The authors introduce essential concepts and results pertinent to our study. This includes a review of linearized polynomials, linear sets, clubs, dual bases, and other relevant algebraic results. They identify a family of linear sets of rank \(h+2\) that contains a point of weight \(h\). They demonstrate that all \((n-2)\)-clubs belong to this family, up to equivalence. This leads to an algebraic characterization of these linear sets, allowing us to apply a generalized version of the linear analogue of Vosper's theorem under certain conditions. Next part delves into the \(\Gamma L(2,q^n)\)-equivalence of the known subspaces associated with i-clubs. Their analysis reveals a rich variety of examples. In particular, the authors show that the number of inequivalent subspaces constructed by \textit{A. Gács} and \textit{Z. Weiner} [Des. Codes Cryptography 29, No. 1--3, 131--139 (2003; Zbl 1029.51011)] correlates with the number of scattered subspaces in a smaller extension. Also, the authors identify additional inequivalent subspaces when considering \((n-2)\)-clubs. They present linearized polynomials that define the known families of clubs, providing a complete description for \((n-2)\)-clubs and addressing an open problem posed in [\textit{B. Csajbók} et al., Ars Math. Contemp. 16, No. 2, 585--608 (2019; Zbl 1461.11159)]. They investigate blocking sets of Rédei type that are inherently associated with iii-clubs and translation KM-arcs. Discussion yield classification results and non-equivalent constructions stemming from the results on i-clubs. The authors explore rank metric codes. By leveraging the connection established by \textit{T. H. Randrianarisoa} [Des. Codes Cryptography 88, No. 7, 1331--1348 (2020; Zbl 1450.94053)] between \(q\) systems and linear rank metric codes, classified and constructed linear rank metric codes with specific parameters are presented.
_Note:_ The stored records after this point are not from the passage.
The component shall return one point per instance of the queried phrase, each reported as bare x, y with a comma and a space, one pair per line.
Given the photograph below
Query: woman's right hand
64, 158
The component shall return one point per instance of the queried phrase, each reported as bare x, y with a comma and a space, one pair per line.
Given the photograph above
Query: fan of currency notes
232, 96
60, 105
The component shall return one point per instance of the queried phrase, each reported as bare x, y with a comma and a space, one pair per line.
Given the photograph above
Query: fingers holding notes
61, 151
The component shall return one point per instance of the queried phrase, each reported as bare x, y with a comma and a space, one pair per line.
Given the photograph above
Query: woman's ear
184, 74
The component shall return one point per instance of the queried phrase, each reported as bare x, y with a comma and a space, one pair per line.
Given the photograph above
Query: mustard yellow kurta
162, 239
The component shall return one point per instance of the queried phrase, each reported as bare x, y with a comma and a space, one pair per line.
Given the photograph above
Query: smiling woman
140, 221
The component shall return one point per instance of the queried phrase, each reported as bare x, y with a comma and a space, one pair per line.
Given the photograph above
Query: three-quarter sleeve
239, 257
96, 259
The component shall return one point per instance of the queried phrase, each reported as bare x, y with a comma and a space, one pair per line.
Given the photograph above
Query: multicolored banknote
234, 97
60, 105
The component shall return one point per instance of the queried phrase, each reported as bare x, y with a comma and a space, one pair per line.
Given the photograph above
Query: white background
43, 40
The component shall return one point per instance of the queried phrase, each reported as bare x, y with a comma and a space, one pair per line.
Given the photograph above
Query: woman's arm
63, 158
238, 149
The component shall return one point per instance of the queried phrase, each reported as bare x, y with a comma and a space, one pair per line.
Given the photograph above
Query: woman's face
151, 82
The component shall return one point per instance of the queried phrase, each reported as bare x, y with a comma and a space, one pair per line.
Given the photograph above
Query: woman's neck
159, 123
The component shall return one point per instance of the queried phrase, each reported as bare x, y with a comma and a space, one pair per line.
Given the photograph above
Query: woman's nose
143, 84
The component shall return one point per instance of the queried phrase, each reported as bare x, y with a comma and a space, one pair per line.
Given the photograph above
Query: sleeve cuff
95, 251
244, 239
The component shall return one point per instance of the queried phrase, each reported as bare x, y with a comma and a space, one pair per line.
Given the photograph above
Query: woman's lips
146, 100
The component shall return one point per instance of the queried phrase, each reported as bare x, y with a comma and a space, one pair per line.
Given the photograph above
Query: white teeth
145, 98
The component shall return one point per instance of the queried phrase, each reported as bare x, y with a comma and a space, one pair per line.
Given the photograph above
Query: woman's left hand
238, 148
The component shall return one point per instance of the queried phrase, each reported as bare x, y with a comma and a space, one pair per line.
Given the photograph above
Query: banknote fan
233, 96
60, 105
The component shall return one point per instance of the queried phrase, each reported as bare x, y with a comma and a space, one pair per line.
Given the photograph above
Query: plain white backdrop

This area is particularly intriguing due to the challenge of finding examples when the number of nonzero weights is restricted to three. Finally, this work not only provides a comprehensive classification of \((n-2)\)-clubs but also offers significant insights into blocking sets, KM-arcs, and rank metric codes. The results highlight the intricate relationships between these mathematical structures and pave the way for future research in this domain.